待他離開,她才發現他光著腳穿著睡衣,他這麼急匆匆地現身,可是像她一樣,以為住在隔壁的她發生了意外?他讓她住在隔壁,不是因為他需要有人隨傳隨到,而是因為他能第一時間確認她安然無恙?
他對她,可有像她對他一樣,存著男女之間的非分之想?應該是有一點點的吧?否則,他不會選她當替身情人,還吻了她那麼長那麼久那麼多回。

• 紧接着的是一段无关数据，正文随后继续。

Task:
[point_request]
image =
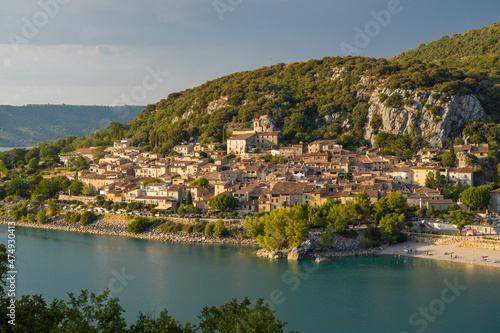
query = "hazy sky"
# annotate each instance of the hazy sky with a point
(111, 52)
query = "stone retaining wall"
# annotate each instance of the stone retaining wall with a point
(101, 227)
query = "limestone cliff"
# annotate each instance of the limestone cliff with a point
(420, 112)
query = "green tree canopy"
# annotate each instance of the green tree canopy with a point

並不是每個人都能成為替身情人的吧?替身或多或少都該具備一點主角的潛質吧?她,和那個大唐,到底有幾分相似,竟然可以讓他在半夢半醒之間產生這麼嚴重的混淆?
唐一一,能夠成為替身,你不是應該感到榮幸的嗎?雖然你成不了他愛的人,但是你可以成為他愛人的某個小部分啊,為什麼,為什麼你就不能控製住你的貪心,為什麼你要讓你的心這麼疼這麼疼?
當唐一一換好“外出工作服”走到客廳時,尉遲來已經穿戴整齊。
他正站在窗前,朝院內張望。
順著他的視線,她看到了那隻一天到晚貪睡不已的大白貓。
有時候,她真羨慕它。
如果,她也能變成一隻貓就好了,這樣,她就能像它一樣,理所當然地賴在他的院子,時時將他放在眼裏,甚至可以有事沒事就偎進他的懷裏。如果能變成他院子裏的一隻貓,那該有多好。

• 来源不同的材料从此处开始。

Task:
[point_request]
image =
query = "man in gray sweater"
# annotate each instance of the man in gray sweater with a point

聽到她的腳步聲,他沒有回頭,仍是一徑地瞅著那隻大白貓,似自言自語般低語:“搬到這裏來的第一天,它就在這裏了,說起來,它也算是個老朋友了。一一,給它取個名字好不好?”
“我,我有時會叫它大白。”她說。
“大白?”他後背一僵,緩緩轉過身,眼神在她眉目間探索,似要穿透她的靈魂。
唐一一不自在地絞著手指,低著頭訥訥地說:“這個名字是不是很難聽?”
“不,一一,很好聽,就叫它大白。走,我們出去逛逛。”
他很自然地牽過她的手,走進院落,經過大白身邊時,他叫:“大白,要一起去嗎?”
原本打著呼嚕的大白立刻甩著耳朵爬了起來,長長地“喵”一聲躥下了木條椅。